In 1960, Campbell moved to Los Angeles to become a session musician. That October, he joined the Champs. By January 1961, Campbell had found a daytime job at publishing company, American Music, writing songs and recording demos. Because of these demos Campbell soon was in demand as a session musician and became part of a group of studio musicians later known as the Wrecking Crew.

Campbell played on recordings by the Beach Boys, Bobby Darin, Frank Sinatra, Ricky Nelson, Dean Martin, Nat King Cole, the Monkees, Nancy Sinatra, Merle Haggard, Jan and Dean, Bing Crosby, Phil Spector, Sammy Davis Jr., Doris Day, Bobby Vee, the Everly Brothers, Shelley Fabares, the Cascades, Paul Revere & the Raiders, Wayne Newton, the First Edition, the Kingston Trio, Roger Miller, Gene Clark, Lou Rawls, Claude King, Lorne Greene, Ronnie Dove, and Elvis Presley.

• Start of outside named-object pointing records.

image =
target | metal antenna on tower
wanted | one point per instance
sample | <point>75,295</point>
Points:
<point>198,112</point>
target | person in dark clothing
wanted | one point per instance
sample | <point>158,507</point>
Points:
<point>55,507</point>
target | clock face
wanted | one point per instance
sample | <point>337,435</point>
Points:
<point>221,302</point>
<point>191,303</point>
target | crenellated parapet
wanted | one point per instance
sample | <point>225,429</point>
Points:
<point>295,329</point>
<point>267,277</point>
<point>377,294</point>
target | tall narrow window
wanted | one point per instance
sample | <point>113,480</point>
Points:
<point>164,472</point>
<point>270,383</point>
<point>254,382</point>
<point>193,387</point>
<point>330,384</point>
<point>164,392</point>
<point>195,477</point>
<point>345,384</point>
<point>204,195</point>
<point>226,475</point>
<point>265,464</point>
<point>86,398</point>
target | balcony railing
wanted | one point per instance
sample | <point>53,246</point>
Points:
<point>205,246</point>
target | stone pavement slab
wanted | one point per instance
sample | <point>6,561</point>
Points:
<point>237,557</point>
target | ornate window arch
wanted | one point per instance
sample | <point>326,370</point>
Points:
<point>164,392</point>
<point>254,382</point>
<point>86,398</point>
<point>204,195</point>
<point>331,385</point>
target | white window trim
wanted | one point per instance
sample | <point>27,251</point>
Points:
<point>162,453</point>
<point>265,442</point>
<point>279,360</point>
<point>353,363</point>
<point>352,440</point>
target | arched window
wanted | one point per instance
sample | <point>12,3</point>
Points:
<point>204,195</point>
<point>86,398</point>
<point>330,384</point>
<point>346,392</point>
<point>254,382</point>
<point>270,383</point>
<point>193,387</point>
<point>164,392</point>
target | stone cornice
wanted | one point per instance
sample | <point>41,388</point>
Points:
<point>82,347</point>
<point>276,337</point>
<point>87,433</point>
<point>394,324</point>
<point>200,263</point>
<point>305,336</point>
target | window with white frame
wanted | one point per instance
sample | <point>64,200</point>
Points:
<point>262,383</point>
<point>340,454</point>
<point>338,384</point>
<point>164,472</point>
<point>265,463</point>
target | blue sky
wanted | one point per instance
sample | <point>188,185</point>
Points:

He befriended Presley when he helped record the soundtrack for Viva Las Vegas in 1964. He later said, "Elvis and I were brought up the same humble way – picking cotton and looking at the south end of a north-bound mule."

In May 1961, he left the Champs and was subsequently signed by Crest Records, a subsidiary of American Music. His first solo release, "Turn Around, Look at Me", a moderate success, peaked at number 62 on the Hot 100 in 1961 but reached number 7 on the Hot 100 in a 1968 the Vogues cover. Campbell also formed the Gee Cees with former bandmembers from the Champs, performing at the Crossbow Inn in Van Nuys. The Gee Cees, too, released a single on Crest, the instrumental "Buzz Saw", which did not chart.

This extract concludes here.